Die Energiezukunft beginnt auch im urbanen, dicht besiedelten Kontext: In Sichtweite des Schaffhauserplatzes, mitten im Zürcher Stadtkreis 6, wird ein Wohnhaus mit neuartiger Glasfassade realisiert, die nebenher Energie produziert. Dafür wird erstmals ein Fassadensystem verwendet, das Energie in Form von Solarstrom erzeugt und das zudem optimal in das Gebäude und die innerstädtische Siedlungsumgebung integrierbar ist. Kernstück dieser Schweizer Premiere ist das Photovoltaikmodul (auf amorpher Silikatbasis) mit matter Oberfläche, dessen Farbe unterschiedlich gewählt werden kann. Zwar hebt sich die Materialisierung von den benachbarten, verputzten Hauswänden ab; doch der dezente, grau-grüne Farbton passt die erneuerte Fassade dennoch optisch in die Umgebung ein.
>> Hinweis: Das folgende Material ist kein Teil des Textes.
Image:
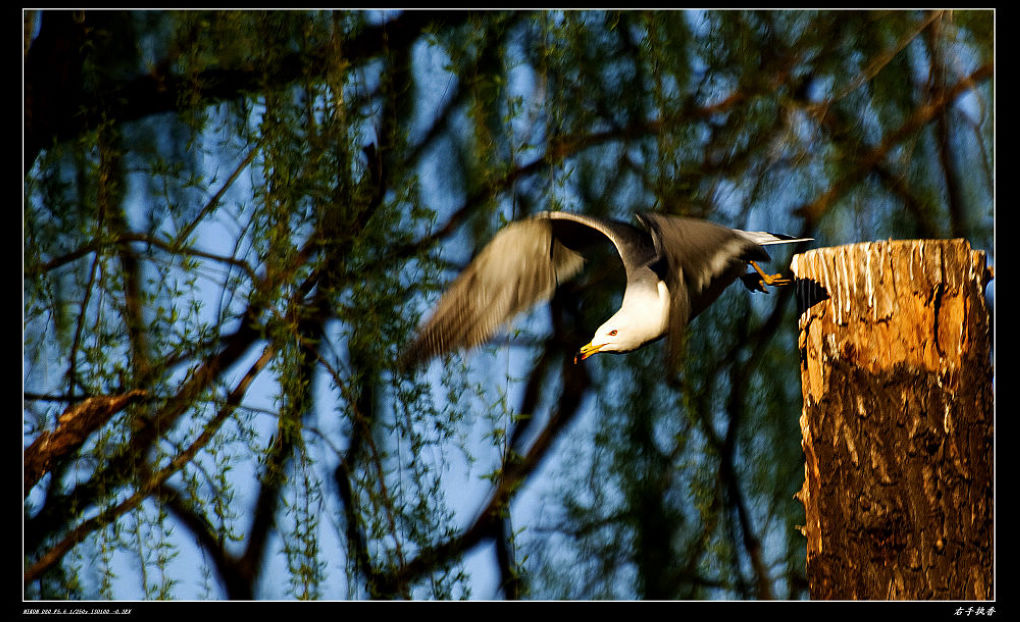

Auch die Leistungswerte der innovativen Glasfassade überzeugen: Insgesamt liefern Fassaden- und Dachflächen so viel Solarstrom, dass die jährliche Energiebilanz für Bereitstellung des Raumklimas, Beleuchtung und weitere Anwendungen in den 30 Wohn- und Büroeinheiten positiv ausfällt und knapp ein Fünftel der Stromproduktion erwartungsgemäss als Überschüsse ins Stromnetz von ewz eingespeist werden kann. Die Kombination von PV-Anlagen auf dem Dach und den Fassaden trägt zudem dazu bei, die Stromproduktion im Jahresverlauf zu erhöhen und insbesondere die Ertragsmaxima ab Frühling bis Herbst auszuweiten.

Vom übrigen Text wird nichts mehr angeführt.